Dr. Athar Osama, the Director of the Project noted that “the purpose of Muslim World Science Initiative is to jumpstart a dialogue within the society on critical issues at the intersection of science, society, and Islam. The Task Force has done a commendable job in laying the groundwork for a very important conversation about our universities.”

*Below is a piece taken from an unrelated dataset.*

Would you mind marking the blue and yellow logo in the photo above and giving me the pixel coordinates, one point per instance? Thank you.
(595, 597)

The divide between science/technology/engineering/mathematics (STEM) education and other fields of interest such as social sciences, the arts, and the humanities may be larger in the Islamic world (and to some extent reversed with humanities looking down on science) but it is a problem elsewhere, often expressed as a form of snobbery, as I alluded to in my Aug. 7, 2015 posting titled: Science snobbery and the problem of accessibility.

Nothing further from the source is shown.